Helene Bukowski: “Die Kriegerin”
© Blumenbar
Blumen und Waffen
05:53 Minuten
Helene Bukowski
Die KriegerinBlumenbar, Berlin 2022249 Seiten
23,00 Euro
Zwei ungewöhnliche Frauen macht Helene Bukowski zu den Heldinnen ihres neuen Romans: Die eine verlässt Mann und Kind, die andere tötet in Afghanistan. Eine Geschichte über Traumata und Geschlechterrollen, die fesselt und berührt.
Sie hält es nicht aus in ihrer Haut. Es juckt, sie kratzt. Blutige Striemen am Körper, Schorf unter den Fingernägeln begleiten Lisbeth seit ihrer Kindheit. Ruhe findet die Floristin nur, wenn sie ihre Hände beschäftigt: Blumen zuschneiden, entdornen, zu Sträußen binden.
Zu Hause, wo Mann und Baby auf sie warten, taucht die Protagonistin in Helene Bukowskis zweitem Roman jede Nacht in die gleichen Alpträume: eine verwüstete Landschaft, in der sie Steine suchen muss und wieder verliert, als Waffe gegen eine unbekannte Gefahr, wie Sisyphos gefangen in einer endlosen Wiederholungsschleife. Doch Lisbeth bricht aus dem Muster aus: Sie flüchtet vor ihrer Familie aus Berlin an die Ostsee. Später heuert sie auf einem Kreuzfahrtschiff an, wo sie für die Blumendeko sorgt.
Fast märchenhafte Bilder
Vom Tabubruch der Mutter, die ihr Kind verlässt, erzählt die 1993 geborene Berlinerin in einem nüchternen Ton, ohne zu verurteilen. Kurze Sätze in einer klaren Sprache, die starke, mitunter fast märchenhafte Bilder zeichnet: Der gleiche Stil hat 2019 bereits Helene Bukowskis dystopisches und viel gelobtes Debüt “Milchzähne” geprägt. Schon dieses erste Buch kreiste um Frauen, die sich in einer feindlichen Umgebung behaupten - so wie die titelgebende “Kriegerin” im neuen Roman.
Lisbeth begegnet ihr durch Zufall am Ostseestrand wieder, jahrelang haben sich die beiden nicht gesehen - seit ihrer gemeinsamen Grundausbildung bei der Bundeswehr. Warum sie sich zugleich nah und fern sind, was sie trennt und verbindet, ist ein Geheimnis, das Helene Bukowski erst gegen Ende ihres geschickt konstruierten Romans lüftet. Es führt tief hinein in Fragen von Gewalt, Geschlechterrollen, Trauma und Rache.

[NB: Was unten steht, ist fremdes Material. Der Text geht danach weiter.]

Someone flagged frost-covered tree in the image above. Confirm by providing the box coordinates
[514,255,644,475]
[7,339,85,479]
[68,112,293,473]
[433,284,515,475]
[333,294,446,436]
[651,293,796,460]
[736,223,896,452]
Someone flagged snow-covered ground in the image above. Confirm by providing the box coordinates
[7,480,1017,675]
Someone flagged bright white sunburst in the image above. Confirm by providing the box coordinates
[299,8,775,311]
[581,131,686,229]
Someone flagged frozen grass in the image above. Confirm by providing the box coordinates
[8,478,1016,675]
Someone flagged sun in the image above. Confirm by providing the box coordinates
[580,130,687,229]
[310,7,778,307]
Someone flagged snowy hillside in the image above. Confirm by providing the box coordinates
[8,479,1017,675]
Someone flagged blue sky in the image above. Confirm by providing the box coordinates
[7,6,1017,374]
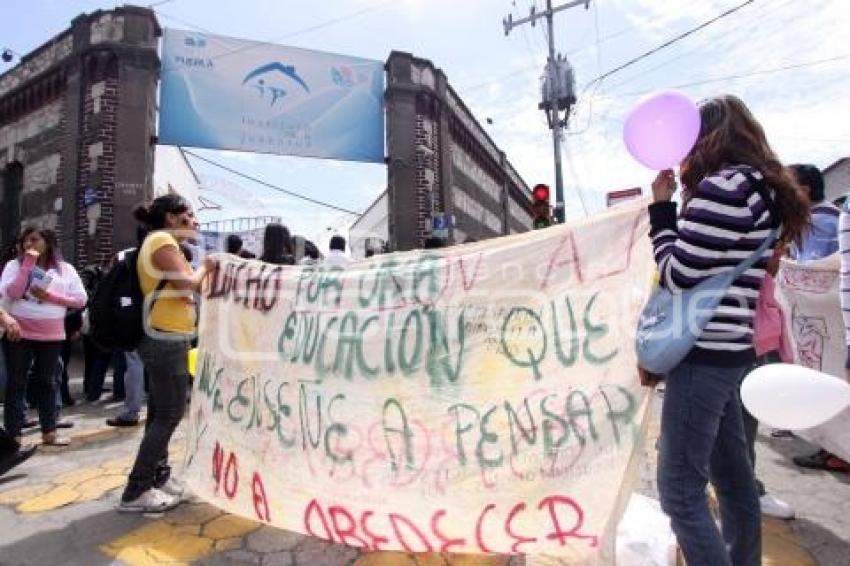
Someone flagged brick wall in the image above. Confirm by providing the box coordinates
[74,61,120,267]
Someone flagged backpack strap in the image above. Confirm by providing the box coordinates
[148,279,168,315]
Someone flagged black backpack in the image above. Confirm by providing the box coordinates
[89,249,166,352]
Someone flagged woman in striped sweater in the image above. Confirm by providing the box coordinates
[0,228,87,445]
[649,96,806,566]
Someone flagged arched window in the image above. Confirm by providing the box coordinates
[0,161,24,252]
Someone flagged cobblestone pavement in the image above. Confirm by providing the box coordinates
[0,382,850,566]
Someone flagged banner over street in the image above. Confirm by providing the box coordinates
[159,29,384,162]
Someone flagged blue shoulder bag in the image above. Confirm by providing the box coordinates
[635,175,778,375]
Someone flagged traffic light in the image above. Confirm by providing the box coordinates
[531,183,552,230]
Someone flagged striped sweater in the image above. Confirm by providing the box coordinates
[838,206,850,369]
[649,165,774,367]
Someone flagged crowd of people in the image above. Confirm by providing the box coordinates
[0,96,850,565]
[0,194,349,506]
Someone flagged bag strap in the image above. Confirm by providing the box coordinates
[148,279,168,315]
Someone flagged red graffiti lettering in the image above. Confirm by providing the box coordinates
[304,499,334,542]
[537,495,599,547]
[431,509,466,552]
[212,442,224,494]
[475,503,496,552]
[389,513,434,552]
[304,495,599,554]
[594,209,647,281]
[328,505,369,548]
[251,472,272,523]
[224,452,239,499]
[360,511,390,551]
[505,503,537,554]
[540,232,583,289]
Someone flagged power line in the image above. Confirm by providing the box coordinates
[607,53,850,98]
[458,26,635,92]
[476,0,755,128]
[183,148,361,216]
[592,0,800,95]
[584,0,755,91]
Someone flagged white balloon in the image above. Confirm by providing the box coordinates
[741,364,850,430]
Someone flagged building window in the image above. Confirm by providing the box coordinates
[0,161,24,253]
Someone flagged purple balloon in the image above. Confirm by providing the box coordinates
[623,90,700,171]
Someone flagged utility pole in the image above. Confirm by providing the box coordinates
[502,0,590,224]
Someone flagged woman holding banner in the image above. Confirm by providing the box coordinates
[649,96,806,566]
[118,194,208,513]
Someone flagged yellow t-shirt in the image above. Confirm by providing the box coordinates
[136,230,195,334]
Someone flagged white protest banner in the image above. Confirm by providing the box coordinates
[186,203,654,564]
[776,254,850,460]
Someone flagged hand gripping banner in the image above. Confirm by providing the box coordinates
[185,203,654,564]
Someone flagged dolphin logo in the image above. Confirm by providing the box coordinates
[242,62,310,106]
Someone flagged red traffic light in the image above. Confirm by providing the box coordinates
[532,183,549,204]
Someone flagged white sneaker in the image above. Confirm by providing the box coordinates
[157,478,186,499]
[759,493,794,519]
[118,487,180,513]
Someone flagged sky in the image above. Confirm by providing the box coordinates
[0,0,850,248]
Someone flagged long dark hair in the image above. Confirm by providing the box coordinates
[260,223,295,265]
[18,226,62,269]
[133,193,192,231]
[681,94,809,242]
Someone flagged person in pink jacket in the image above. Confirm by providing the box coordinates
[0,227,88,446]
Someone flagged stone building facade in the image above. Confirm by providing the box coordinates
[0,6,161,267]
[385,51,533,250]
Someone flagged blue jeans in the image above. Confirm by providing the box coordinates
[121,336,189,501]
[0,338,9,400]
[658,362,761,566]
[118,350,145,421]
[3,340,62,437]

Mit Lisbeths Flucht aus Berlin beginnt ein Spannungsbogen, den die Autorin bis zum Schluss aufrechterhält. In Flashbacks und aus Briefen erfahren wir nur peu à peu mehr über ihre Vergangenheit, und über die Afghanistan-Einsätze der Kriegerin. Einen Namen bekommt die Berufssoldatin erst in der zweiten Hälfte des Romans.
Lange wirkt die Kriegerin mit ihrem durchtrainierten Körper, den sie im winterlichen Ostseewasser weiter abhärtet, wie der Archetyp einer wehrhaften Frau: eine schweigsame Amazone, die zwanghaft Steine sammelt, wie Lisbeth in ihren Träumen. Anders als an deren wunder Haut scheint an der Kriegerin lange aller Schmerz abzuprallen.
Bedrohlich wie ein Thriller-Showdown
Doch im Laufe der Handlung wird klar, welchen Preis auch sie für ihren Schutzpanzer aus Uniform und Waffe, für ihren Einsatz im Kriegsgebiet zahlt: Denn nicht nur Opfer von Gewalt tragen Traumata davon, sondern auch Täterinnen.
Wie Lisbeths Weg schließlich zurück nach Berlin führt - auf der Suche nach der inzwischen untergetauchten Kriegerin - hat das anziehende Tempo und die Bedrohlichkeit eines Thriller-Showdowns. Überraschend kommt dann ein allzu versöhnliches Ende, das nicht so recht zu diesem nachdenklichen Roman mit seinen düsteren Traumbildern passen mag. Bis dahin aber haben sich Helene Bukowskis außergewöhnliche Figuren und ihre hochrelevanten Fragen nach Macht und Geschlecht längst eingebrannt.